Guna memastikan keamanan dan ketertiban selama tahapan PSU Barito Utara 2025, Gubernur meminta jajaran TNI-Polri bersiap siaga, terutama menjelang hari pencoblosan. Fokus utama adalah mencegah gesekan antarpendukung dan menjaga netralitas semua pihak.

“Jangan sampai ada gesekan. Jaga netralitas. PSU Barito Utara 2025 harus aman dan damai,” ujar Agustiar.

Bawaslu Kalteng Perketat Pengawasan PSU Barito Utara 2025

Sementara itu, Bawaslu Provinsi Kalteng mengingatkan agar semua pihak mematuhi aturan dan tidak melakukan politik uang selama PSU Barito Utara 2025. Terutama setelah mencuat isu dugaan pembagian stiker dengan lampiran uang Rp200 ribu oleh salah satu paslon.

Siti Wahidah, Koordinator Divisi Pencegahan dan Humas Bawaslu Kalteng menegaskan:

“Bawaslu sedang menelusuri indikasi politik uang dalam PSU Barito Utara 2025. Jika terbukti, konsekuensinya bisa sangat serius, termasuk diskualifikasi.”

Gerakan Desa Anti Politik Uang Mendukung PSU Barito Utara 2025 Bersih

Untuk menekan praktik politik uang dalam PSU Barito Utara 2025, Bawaslu telah mencanangkan gerakan desa anti-politik uang bersama para kepala desa dan lurah di Barito Utara. Edukasi juga dilakukan melalui talk show dan diskusi publik.

“Kami aktif mengedukasi warga tentang dampak buruk politik uang dan pentingnya menjaga integritas dalam PSU Barito Utara 2025,” terang Siti Wahidah.

Edukasi Massif Dijalankan Sebelum PSU Barito Utara 2025

Bawaslu akan melaksanakan sosialisasi partisipatif secara masif pada awal Juli sebagai bagian dari persiapan PSU Barito Utara 2025. Tujuannya agar masyarakat memahami pentingnya pemilu langsung, umum, bebas, rahasia, jujur, dan adil.

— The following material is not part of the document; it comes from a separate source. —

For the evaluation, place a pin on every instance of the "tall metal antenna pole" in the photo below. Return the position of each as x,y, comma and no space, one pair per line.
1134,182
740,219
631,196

Siti Wahidah menyampaikan bahwa jajaran pengawas di tingkat kecamatan dan desa telah bergerak aktif menelusuri isu yang mencuat menjelang PSU.

Tantangan Utama PSU Barito Utara 2025

Beberapa tantangan yang diidentifikasi dalam pelaksanaan PSU Barito Utara 2025 antara lain:

  • Potensi konflik antarpendukung

  • Politik uang

  • Hoaks dan ujaran kebencian

  • Netralitas ASN

  • Logistik ke daerah terpencil

Untuk itu, kolaborasi lintas sektor antara KPU, Bawaslu, TNI-Polri, dan masyarakat sangat krusial agar PSU Barito Utara 2025 berlangsung sukses.

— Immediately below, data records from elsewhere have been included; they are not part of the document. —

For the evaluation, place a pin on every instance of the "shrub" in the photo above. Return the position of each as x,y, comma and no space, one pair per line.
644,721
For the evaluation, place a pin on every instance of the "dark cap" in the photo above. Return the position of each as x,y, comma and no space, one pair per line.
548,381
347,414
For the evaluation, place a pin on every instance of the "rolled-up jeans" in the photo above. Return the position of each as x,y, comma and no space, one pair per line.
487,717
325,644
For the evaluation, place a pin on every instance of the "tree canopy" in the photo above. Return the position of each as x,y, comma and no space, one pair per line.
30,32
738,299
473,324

Suara Warga: Kami Ingin Pilkada Jujur

Warga Barito Utara menyambut positif pelaksanaan PSU Barito Utara 2025 sebagai momen perbaikan demokrasi. Banyak yang berharap PSU kali ini benar-benar berlangsung jujur dan tanpa intervensi politik uang.

“Saya harap PSU Barito Utara 2025 ini adil. Jangan ada sogokan lagi. Biar yang terpilih benar-benar bekerja untuk rakyat,” kata Suhadi, warga Lahei.

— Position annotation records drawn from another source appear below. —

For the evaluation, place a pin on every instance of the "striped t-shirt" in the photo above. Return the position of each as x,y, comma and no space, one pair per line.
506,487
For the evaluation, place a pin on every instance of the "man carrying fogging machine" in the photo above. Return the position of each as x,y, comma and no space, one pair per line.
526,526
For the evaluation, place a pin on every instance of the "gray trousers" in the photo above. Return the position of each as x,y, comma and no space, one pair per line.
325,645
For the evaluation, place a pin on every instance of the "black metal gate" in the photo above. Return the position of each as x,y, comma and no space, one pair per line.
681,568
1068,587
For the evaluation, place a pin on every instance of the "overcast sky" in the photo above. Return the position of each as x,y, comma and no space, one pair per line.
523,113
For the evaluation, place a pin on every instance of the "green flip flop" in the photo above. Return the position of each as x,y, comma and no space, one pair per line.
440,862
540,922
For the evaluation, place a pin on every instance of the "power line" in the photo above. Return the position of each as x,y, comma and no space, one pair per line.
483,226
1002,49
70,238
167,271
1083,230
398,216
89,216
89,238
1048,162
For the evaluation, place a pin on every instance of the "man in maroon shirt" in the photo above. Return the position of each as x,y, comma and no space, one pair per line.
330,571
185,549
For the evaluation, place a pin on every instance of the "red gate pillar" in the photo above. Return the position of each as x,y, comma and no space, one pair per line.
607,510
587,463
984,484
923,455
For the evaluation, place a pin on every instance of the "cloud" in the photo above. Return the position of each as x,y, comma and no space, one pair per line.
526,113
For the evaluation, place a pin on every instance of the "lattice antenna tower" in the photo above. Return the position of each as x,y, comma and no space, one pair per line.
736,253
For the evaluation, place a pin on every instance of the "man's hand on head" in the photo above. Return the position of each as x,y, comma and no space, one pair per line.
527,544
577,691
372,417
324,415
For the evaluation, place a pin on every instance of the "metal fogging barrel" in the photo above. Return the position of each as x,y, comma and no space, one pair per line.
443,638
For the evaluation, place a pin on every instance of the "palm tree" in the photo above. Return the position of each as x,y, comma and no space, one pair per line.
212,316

Harapan Besar untuk Masa Depan Demokrasi Lokal

Pelaksanaan PSU Barito Utara 2025 bukan hanya soal pengulangan pemungutan suara, tetapi juga menjadi tolak ukur kualitas demokrasi lokal. Jika sukses, maka PSU ini bisa menjadi contoh nasional.

“PSU Barito Utara 2025 harus menjadi momentum pemurnian suara rakyat. Siapa pun yang menang harus didukung bersama demi pembangunan Barito Utara,” ujar Leonard S Ampung.